Ce calcul ne s’embarrasse pas d’une donnée essentielle : les bombardements aériens font plus de morts « innocents » que les déploiements de troupes au sol. L’historien David E. Omissi raconte ainsi le cas de conscience d’un officier britannique en Irak avant la seconde guerre mondiale : « Le désenchantement de Lionel Charlton au sujet des bombardements policiers a commencé quand il s’est rendu à Diwaniya, qu’il a visité l’hôpital local et vu des victimes des bombardiers britanniques se remettre de leurs blessures. (…) Tourmenté par ses désirs contradictoires de condamner les méthodes (…) et de poursuivre une carrière dans l’armée de l’air, il (…) demanda à être relevé de son poste (1). »
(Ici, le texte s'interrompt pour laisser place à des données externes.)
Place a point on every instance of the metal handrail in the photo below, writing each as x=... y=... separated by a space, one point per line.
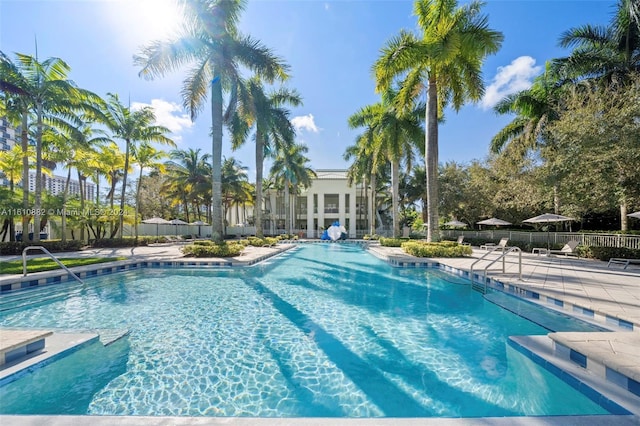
x=505 y=252
x=44 y=250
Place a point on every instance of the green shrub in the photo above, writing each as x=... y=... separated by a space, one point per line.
x=124 y=242
x=392 y=242
x=441 y=249
x=606 y=253
x=224 y=249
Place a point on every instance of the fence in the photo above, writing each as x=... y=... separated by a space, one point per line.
x=554 y=238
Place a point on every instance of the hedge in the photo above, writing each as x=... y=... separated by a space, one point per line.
x=224 y=249
x=14 y=248
x=442 y=249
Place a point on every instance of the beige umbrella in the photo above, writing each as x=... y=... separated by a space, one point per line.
x=548 y=218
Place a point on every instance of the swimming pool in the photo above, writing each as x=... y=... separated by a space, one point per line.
x=323 y=330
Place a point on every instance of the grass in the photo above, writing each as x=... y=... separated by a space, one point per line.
x=46 y=264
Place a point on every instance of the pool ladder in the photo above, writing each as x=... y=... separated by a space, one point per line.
x=482 y=286
x=48 y=253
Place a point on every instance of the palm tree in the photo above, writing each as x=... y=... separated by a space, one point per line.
x=234 y=183
x=45 y=90
x=398 y=134
x=210 y=40
x=146 y=156
x=447 y=60
x=289 y=169
x=273 y=129
x=11 y=167
x=132 y=127
x=188 y=172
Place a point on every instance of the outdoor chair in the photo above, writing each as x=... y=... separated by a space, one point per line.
x=569 y=249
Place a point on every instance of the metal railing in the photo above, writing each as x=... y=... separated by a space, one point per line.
x=505 y=252
x=44 y=250
x=555 y=238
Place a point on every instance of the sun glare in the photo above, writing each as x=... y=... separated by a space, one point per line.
x=158 y=18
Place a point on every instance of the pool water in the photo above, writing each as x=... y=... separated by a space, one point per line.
x=322 y=330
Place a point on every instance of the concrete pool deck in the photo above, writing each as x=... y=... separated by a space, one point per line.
x=585 y=288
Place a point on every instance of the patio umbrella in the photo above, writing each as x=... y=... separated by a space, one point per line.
x=493 y=221
x=456 y=224
x=157 y=221
x=636 y=215
x=199 y=223
x=548 y=218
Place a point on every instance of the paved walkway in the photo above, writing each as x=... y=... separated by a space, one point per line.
x=587 y=288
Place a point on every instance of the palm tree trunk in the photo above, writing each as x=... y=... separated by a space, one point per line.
x=259 y=166
x=64 y=206
x=24 y=139
x=138 y=202
x=395 y=187
x=287 y=207
x=372 y=221
x=431 y=159
x=38 y=198
x=216 y=148
x=124 y=186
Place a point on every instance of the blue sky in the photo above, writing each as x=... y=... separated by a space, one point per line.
x=330 y=46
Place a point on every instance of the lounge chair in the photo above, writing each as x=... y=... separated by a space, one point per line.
x=500 y=246
x=461 y=241
x=569 y=249
x=622 y=261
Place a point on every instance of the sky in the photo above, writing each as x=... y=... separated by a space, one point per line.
x=329 y=45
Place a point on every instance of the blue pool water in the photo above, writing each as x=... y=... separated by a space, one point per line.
x=323 y=330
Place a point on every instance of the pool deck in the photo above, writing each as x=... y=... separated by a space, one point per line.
x=584 y=288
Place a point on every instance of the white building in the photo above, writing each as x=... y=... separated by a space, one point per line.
x=55 y=185
x=330 y=198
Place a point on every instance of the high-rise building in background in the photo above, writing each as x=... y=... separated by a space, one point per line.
x=52 y=184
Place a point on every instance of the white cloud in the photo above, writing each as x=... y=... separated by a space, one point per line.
x=305 y=122
x=169 y=115
x=515 y=77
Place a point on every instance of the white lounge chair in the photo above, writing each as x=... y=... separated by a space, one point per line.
x=569 y=249
x=461 y=241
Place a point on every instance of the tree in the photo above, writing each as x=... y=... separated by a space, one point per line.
x=273 y=130
x=188 y=172
x=210 y=40
x=234 y=183
x=132 y=127
x=447 y=60
x=398 y=134
x=146 y=156
x=290 y=168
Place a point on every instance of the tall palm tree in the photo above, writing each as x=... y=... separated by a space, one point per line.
x=210 y=40
x=43 y=88
x=398 y=132
x=290 y=169
x=446 y=58
x=188 y=172
x=273 y=129
x=146 y=156
x=132 y=127
x=234 y=183
x=11 y=167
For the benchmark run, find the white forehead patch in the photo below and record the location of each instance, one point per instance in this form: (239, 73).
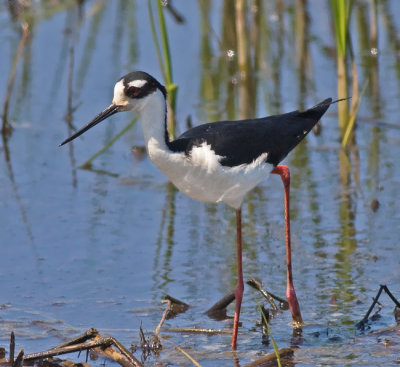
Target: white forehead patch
(119, 95)
(137, 83)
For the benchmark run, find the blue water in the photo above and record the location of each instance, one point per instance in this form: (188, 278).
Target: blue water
(101, 248)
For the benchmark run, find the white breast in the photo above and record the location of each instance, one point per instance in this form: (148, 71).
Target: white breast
(201, 176)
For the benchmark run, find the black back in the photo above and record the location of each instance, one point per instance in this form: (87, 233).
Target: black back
(240, 142)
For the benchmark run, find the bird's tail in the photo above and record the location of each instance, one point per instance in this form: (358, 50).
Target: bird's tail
(319, 109)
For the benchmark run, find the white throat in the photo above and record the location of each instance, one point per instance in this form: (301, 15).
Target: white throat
(152, 112)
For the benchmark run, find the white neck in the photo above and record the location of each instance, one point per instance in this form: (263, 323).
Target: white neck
(152, 111)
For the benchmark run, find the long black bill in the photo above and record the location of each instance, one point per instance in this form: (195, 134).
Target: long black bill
(109, 111)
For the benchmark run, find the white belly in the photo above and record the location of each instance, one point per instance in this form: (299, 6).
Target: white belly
(202, 178)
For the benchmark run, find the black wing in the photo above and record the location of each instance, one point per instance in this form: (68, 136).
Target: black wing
(240, 142)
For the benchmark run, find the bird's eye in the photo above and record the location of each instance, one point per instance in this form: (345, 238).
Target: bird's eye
(133, 92)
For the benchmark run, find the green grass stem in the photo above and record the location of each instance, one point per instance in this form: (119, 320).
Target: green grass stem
(276, 350)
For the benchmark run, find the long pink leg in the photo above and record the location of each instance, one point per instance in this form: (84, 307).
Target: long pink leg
(294, 306)
(240, 286)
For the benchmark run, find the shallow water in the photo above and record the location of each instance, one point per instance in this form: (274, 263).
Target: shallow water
(100, 248)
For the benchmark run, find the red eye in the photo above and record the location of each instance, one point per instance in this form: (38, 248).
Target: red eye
(133, 92)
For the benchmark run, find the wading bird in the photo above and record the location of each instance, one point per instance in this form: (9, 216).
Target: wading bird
(219, 161)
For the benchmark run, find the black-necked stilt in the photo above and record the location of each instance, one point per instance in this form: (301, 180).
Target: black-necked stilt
(220, 161)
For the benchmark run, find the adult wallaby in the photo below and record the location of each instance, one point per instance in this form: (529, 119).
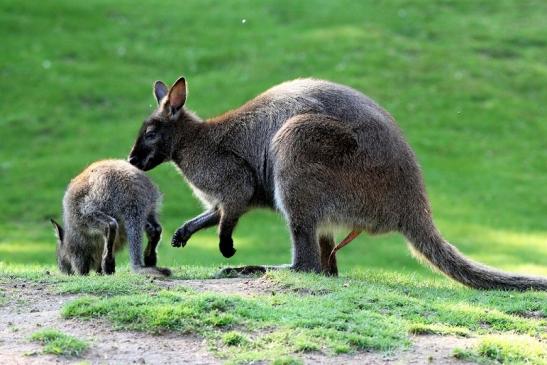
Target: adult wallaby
(323, 154)
(110, 202)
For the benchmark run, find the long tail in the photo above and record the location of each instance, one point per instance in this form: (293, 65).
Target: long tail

Quand l’objectif est d’inciter une population à ne pas soutenir un groupe ou un régime ennemi ou à se révolter contre lui, le « transfert de risques (2) » vers les civils constitue un problème non seulement éthique, mais également stratégique. On s’en est rendu compte lorsque cette stratégie fut mise en œuvre contre ce qu’on appelait alors des « nations civilisées ». Les « bombardés s’unissent automatiquement dans une haine et une terreur commune de l’ennemi invisible (3) », constatait ainsi le psychologue Eric Benjamin Strauss après avoir étudié les réactions des populations aux raids italo-allemands sur Barcelone en mars 1938. Même observation après les attaques nazies pendant la bataille d’Angleterre, en 1940 (4).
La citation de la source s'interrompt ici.